Speaking about his own experience, he said: “I’m an adoptee, as you know. I was born in a mother and baby home, I was in a couple of them actually because I was sent off to England, ushered out, you know, out of sight, child of a fallen woman, illegitimate child – that’s how mothers and the children were characterised.

“And then brought back, I don’t even know how long I was in a mother and baby home.

I don’t know and it’s irrelevant whether you were one week, one day, six months or two years because the central crime the Church and State committed was the primal wound of separating a mother from their child – which has, from the minute that it happens, a lifelong effect on mother and child, a lifelong effect.

“It is the primal wound that begins on day one. In some cases, and I have to say, I always say it, my story turned out to be lucky. I eventually was reunited with my mother and I was adopted by a wonderful family.

“But the truth is – whether your story and what happened was terrible, and for some it was terrible, absolutely terrible all of their lives, they suffered all of their life because of that primal wound, inflicted by Church and State.

“But every one of them, whether they were boarded out, suffered abuse, mothers forced to work essentially as slaves, shamed all their life, the stigma of illegitimacy, whatever it was.

To a greater or lesser extent, everybody had a crime committed against them from day one, when they were torn of the arms of their mother or the mother had their child born out of their arms.
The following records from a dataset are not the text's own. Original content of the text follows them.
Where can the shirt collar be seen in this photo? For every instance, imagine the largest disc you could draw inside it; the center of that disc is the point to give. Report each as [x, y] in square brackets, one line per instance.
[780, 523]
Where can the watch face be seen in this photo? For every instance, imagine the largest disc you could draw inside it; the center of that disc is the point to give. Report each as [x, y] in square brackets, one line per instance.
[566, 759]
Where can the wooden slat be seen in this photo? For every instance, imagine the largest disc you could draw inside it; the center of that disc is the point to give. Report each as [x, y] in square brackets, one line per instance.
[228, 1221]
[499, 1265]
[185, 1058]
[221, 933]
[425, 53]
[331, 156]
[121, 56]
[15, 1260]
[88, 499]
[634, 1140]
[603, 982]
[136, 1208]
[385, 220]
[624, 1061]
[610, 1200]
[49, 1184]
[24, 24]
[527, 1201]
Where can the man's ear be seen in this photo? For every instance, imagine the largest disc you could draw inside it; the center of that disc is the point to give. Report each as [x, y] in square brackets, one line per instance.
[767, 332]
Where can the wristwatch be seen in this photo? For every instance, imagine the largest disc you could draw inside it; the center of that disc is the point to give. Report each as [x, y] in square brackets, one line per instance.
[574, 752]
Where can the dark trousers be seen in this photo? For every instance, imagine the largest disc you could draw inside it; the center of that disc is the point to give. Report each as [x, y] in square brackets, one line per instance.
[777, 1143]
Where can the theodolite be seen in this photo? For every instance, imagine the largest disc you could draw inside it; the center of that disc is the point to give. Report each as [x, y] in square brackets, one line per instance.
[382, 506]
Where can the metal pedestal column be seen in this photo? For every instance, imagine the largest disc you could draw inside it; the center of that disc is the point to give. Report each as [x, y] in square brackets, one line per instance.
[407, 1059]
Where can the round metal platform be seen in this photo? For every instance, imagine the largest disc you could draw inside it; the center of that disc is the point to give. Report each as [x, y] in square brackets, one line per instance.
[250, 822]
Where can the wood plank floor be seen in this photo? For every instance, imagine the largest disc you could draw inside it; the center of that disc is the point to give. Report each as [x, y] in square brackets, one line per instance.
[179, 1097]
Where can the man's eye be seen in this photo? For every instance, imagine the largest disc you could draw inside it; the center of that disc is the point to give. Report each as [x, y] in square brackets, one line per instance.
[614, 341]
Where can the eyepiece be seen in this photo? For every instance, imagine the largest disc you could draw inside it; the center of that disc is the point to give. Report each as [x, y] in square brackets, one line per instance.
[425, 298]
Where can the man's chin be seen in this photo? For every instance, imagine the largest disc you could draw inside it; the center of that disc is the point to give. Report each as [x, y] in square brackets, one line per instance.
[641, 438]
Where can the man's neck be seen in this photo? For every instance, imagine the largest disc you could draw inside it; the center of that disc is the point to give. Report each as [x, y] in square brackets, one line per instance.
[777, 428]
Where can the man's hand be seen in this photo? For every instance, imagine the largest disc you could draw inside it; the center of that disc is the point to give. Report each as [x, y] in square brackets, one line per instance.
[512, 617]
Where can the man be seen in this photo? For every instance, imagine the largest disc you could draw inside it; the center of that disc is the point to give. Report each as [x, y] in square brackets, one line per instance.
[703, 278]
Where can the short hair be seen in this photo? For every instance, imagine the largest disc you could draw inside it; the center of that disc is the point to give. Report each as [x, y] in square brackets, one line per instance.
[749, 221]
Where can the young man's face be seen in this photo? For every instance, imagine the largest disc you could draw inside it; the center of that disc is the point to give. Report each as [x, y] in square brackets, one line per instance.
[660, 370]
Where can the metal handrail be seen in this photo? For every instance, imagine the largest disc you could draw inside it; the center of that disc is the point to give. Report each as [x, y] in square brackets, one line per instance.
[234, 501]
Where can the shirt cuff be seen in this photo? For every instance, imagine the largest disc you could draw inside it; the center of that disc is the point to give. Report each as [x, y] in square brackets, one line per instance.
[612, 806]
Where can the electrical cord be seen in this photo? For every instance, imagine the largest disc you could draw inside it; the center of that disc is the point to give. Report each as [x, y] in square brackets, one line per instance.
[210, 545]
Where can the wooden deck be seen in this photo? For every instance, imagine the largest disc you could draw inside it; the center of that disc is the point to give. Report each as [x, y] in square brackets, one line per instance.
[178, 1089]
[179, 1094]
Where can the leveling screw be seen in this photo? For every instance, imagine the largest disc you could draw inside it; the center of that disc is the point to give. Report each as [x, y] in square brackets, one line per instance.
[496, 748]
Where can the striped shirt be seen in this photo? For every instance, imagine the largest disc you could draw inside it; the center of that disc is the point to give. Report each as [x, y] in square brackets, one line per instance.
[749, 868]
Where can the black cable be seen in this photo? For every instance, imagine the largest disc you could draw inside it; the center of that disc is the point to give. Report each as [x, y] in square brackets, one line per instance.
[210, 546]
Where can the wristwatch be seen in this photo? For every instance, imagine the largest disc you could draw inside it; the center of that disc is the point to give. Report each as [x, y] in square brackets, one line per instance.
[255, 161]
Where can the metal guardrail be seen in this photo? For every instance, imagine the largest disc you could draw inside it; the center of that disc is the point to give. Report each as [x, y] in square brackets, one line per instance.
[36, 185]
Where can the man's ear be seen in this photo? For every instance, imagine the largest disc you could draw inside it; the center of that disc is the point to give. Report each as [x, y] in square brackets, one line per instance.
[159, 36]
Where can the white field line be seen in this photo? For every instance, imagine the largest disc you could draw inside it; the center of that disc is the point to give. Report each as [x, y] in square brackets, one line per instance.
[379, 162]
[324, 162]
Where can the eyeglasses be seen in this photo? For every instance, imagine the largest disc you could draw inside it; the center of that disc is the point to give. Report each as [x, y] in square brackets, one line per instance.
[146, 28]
“From day one, their lives and the lives they would have lived were taken from them because of the twisted perverted morality of Church and State that deemed some people ‘legitimate’ and some people ‘illegitimate’, and fallen women.
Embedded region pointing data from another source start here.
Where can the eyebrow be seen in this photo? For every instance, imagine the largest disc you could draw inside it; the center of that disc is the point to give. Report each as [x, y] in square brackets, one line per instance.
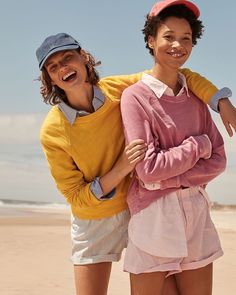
[170, 31]
[47, 64]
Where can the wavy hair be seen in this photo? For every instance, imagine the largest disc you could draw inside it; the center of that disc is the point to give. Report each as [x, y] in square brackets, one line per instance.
[53, 94]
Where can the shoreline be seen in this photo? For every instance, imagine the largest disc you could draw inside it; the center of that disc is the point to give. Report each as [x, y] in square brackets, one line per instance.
[36, 247]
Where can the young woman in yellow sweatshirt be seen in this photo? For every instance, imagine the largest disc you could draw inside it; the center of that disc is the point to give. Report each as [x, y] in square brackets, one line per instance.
[83, 141]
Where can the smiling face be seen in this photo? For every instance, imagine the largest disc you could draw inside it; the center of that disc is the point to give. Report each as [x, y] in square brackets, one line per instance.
[172, 44]
[67, 69]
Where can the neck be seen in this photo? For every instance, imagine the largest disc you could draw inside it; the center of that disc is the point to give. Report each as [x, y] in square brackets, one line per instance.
[167, 76]
[81, 99]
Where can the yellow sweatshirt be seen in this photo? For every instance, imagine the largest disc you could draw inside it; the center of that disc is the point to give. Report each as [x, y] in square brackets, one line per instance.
[89, 148]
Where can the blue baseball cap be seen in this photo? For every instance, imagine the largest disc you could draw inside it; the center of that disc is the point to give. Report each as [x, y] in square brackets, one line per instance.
[53, 44]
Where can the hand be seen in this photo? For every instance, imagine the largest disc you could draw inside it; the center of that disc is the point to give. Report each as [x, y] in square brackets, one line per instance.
[228, 115]
[133, 153]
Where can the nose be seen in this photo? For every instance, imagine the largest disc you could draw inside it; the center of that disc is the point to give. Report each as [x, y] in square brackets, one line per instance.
[62, 64]
[176, 44]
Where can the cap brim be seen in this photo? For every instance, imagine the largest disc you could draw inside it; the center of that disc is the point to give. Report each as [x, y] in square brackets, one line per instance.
[57, 49]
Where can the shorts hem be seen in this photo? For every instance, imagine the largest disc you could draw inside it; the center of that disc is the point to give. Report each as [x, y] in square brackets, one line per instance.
[159, 268]
[95, 259]
[174, 268]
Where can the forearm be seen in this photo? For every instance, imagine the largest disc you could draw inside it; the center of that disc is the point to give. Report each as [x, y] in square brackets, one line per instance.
[110, 180]
[162, 165]
[203, 172]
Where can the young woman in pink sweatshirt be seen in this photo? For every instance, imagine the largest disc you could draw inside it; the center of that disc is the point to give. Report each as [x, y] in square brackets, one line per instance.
[170, 231]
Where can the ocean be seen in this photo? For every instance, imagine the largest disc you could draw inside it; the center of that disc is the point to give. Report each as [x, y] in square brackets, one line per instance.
[25, 177]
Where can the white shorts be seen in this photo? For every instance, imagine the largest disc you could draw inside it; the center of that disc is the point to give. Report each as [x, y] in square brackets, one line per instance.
[100, 240]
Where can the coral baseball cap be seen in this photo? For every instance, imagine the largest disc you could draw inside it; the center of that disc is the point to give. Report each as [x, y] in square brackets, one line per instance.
[53, 44]
[161, 5]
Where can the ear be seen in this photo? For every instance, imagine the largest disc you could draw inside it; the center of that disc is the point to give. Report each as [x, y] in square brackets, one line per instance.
[151, 41]
[84, 56]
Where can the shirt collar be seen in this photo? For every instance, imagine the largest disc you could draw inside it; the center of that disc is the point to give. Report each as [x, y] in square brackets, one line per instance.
[71, 114]
[159, 88]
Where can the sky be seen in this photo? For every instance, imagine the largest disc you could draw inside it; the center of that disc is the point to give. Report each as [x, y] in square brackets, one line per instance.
[111, 32]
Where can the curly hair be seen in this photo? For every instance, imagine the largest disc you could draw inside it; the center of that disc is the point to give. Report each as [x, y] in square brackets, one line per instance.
[153, 23]
[53, 94]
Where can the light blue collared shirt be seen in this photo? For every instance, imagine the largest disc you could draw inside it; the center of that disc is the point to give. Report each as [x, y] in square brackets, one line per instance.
[71, 115]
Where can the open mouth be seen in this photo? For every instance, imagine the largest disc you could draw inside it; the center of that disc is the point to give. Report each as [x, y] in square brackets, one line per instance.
[69, 76]
[176, 54]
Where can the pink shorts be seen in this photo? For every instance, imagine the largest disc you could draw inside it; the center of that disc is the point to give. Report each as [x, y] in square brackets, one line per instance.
[175, 233]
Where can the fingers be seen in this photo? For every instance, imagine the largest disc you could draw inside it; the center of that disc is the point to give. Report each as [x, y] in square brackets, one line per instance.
[135, 151]
[228, 128]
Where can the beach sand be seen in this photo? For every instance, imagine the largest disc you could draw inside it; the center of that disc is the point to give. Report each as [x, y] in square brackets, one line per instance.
[35, 249]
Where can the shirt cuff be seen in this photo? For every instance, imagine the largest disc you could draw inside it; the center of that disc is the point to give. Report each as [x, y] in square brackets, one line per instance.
[97, 190]
[222, 93]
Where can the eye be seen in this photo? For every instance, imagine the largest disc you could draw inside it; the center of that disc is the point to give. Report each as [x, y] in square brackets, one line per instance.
[52, 68]
[169, 37]
[68, 57]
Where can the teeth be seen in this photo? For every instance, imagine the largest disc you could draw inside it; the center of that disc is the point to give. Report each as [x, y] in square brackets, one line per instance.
[68, 75]
[175, 54]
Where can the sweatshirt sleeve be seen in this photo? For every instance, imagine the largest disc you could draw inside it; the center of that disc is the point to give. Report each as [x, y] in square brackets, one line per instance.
[199, 85]
[205, 170]
[158, 164]
[69, 179]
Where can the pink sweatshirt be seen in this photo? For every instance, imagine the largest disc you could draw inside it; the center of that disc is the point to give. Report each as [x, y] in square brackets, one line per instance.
[179, 152]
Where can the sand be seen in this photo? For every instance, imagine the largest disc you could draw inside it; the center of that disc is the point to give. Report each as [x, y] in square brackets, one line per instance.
[35, 249]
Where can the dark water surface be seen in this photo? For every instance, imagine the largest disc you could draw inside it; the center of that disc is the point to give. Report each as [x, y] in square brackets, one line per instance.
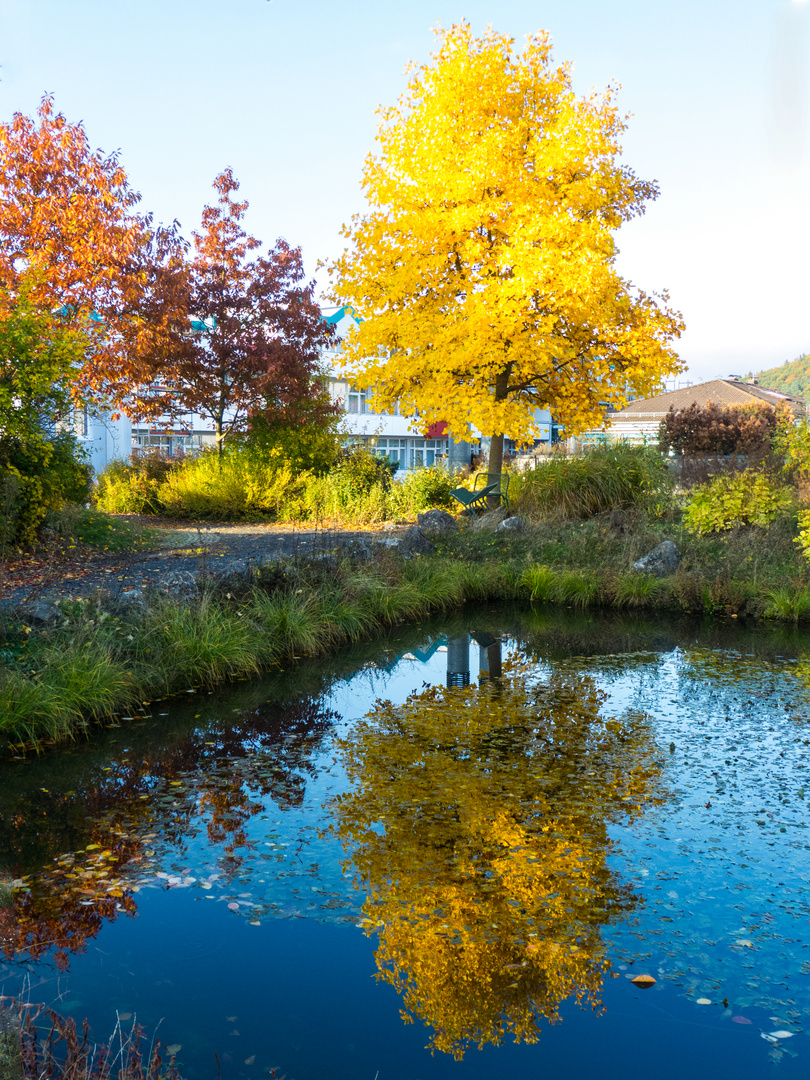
[607, 798]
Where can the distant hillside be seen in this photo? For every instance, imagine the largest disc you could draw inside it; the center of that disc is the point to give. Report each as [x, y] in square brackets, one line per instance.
[791, 378]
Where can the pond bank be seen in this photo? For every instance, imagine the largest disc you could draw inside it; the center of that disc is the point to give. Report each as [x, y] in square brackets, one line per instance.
[105, 659]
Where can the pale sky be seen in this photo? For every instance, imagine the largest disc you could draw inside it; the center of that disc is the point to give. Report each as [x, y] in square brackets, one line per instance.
[285, 93]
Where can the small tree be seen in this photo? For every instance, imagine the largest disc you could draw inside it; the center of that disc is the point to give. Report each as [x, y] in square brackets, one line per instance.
[254, 343]
[485, 267]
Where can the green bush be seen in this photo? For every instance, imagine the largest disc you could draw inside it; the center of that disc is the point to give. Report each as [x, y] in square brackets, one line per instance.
[38, 474]
[428, 488]
[133, 487]
[604, 477]
[736, 499]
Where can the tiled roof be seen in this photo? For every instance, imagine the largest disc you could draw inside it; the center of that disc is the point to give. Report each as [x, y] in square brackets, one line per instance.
[718, 391]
“I mean, shocking, perverted, twisted stuff and then we have a league table and arbitrary exclusions, a failure to acknowledge the individual’s specific suffering that some people may have suffered because of being boarded out, because of discrimination, because they were mixed race or whatever it is. It’s shocking and still no justification.”

Refugee protests

Referencing the anti-refugee and anti-migrant protests happening in Ireland in recent weeks, Boyd Barrett said women and children were abused by many Irish people and Irish institutions over the years. 

“I have to say, one of the particularly dark, terrible ironies of something else that’s going on at the moment, is there are very dark and sinister forces running around this city for the last few weeks, claiming utterly falsely that vulnerable, desperate immigrants and asylum seekers are a threat to women and children in this State because they are foreigners.
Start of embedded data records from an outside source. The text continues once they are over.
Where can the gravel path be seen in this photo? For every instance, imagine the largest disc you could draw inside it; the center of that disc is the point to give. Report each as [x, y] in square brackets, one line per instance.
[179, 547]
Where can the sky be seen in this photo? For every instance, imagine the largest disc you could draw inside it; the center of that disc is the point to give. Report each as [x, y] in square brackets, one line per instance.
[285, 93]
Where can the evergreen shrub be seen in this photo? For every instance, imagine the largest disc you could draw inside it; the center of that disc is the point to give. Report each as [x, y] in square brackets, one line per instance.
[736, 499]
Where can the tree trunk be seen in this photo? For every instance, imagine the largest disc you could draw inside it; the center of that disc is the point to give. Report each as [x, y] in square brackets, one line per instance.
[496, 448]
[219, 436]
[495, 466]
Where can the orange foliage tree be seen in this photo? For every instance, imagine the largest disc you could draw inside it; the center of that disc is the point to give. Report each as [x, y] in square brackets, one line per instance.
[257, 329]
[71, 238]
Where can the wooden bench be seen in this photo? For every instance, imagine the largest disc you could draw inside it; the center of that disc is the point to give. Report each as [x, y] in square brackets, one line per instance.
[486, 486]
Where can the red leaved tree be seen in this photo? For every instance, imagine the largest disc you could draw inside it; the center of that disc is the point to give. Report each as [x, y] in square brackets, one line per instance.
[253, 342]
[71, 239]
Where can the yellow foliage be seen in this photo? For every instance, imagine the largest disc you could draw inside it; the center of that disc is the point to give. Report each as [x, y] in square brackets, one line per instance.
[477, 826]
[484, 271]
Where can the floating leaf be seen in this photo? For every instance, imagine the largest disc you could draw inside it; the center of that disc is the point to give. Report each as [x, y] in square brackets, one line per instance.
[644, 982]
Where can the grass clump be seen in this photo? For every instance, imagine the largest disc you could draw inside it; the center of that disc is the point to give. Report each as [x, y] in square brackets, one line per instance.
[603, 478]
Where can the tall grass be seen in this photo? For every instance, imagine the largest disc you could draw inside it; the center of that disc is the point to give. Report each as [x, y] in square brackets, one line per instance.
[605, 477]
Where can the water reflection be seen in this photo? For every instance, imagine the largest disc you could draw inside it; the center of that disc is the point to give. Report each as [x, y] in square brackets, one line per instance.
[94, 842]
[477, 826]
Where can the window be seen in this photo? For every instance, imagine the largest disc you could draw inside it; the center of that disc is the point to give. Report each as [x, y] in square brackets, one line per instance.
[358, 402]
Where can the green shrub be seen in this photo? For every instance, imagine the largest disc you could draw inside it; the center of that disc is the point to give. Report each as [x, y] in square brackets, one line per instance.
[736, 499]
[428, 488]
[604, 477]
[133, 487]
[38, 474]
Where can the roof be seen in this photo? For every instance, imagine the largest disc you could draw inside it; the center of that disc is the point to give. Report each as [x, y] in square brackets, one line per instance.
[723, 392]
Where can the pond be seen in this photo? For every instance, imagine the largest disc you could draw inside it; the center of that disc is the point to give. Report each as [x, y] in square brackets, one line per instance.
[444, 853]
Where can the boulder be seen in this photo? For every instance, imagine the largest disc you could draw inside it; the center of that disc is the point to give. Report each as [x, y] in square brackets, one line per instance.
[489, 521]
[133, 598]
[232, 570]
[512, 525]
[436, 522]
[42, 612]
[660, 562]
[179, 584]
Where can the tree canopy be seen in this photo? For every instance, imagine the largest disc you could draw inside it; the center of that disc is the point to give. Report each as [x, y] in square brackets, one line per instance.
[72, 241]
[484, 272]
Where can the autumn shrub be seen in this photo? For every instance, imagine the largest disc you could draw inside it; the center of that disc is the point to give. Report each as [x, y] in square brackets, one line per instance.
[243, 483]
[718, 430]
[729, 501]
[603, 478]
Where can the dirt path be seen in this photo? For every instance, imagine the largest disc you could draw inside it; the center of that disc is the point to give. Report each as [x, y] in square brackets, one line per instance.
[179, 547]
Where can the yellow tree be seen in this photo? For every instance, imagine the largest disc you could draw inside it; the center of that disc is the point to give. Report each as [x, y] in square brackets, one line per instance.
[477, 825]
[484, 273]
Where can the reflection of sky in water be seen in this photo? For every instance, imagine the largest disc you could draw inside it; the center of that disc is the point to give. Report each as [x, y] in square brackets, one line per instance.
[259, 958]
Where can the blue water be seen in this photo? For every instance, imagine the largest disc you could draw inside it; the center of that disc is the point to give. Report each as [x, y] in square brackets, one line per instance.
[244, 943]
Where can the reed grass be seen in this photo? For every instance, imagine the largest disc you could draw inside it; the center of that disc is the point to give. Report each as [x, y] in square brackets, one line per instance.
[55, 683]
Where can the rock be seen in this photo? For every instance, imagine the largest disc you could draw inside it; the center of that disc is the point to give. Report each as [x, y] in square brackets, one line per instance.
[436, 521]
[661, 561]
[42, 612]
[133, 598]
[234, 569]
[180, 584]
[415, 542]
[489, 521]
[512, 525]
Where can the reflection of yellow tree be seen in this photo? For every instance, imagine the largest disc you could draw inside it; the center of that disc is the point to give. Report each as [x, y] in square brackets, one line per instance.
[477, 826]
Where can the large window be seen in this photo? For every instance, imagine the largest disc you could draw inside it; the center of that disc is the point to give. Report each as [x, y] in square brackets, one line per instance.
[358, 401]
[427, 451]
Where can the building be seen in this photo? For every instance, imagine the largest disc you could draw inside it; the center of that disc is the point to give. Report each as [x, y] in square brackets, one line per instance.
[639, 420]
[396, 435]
Well, actually, those people need look no further than this house – the political institution that is supposed to represent the Irish people – and the religious institutions, Irish religious institutions, Irish political institutions, that orchestrated decades and decades and decades of systematic abuse of mothers, of children.

“It is not poor, desperate immigrants or asylum seekers, but the State that is continuing to do this and insult and abuse those who suffered,” he said. 

Boyd Barrett appealed to the minister, even at this late stage, to consider amended the Bill. He also called on the Government to seize the assets of religious orders who refuse to pay redress to survivors.

“For God’s sake, do not negotiate with the religious organisations that were responsible. There is no negotiation required, take their assets off them and make them pay the redress… and compensation for the crimes that they committed. We shouldn’t be talking to them, we should be telling them.”

The Government has repeatedly defended the redress scheme, saying it is the largest initiative of its kind in the history of the Irish State and will cost around €800 million.

Addressing the Dáil, Children’s Minister Roderic O’Gorman said he is “acutely aware” that no one scheme can adequately address the “pain suffered by survivors of these institutions”.

He said the Government is committed to helping survivors, noting that the redress scheme is one part of a wider response which includes granting adopted people and others access to their personal records, and the excavation of the site of the former mother and baby home in Tuam in Co Galway.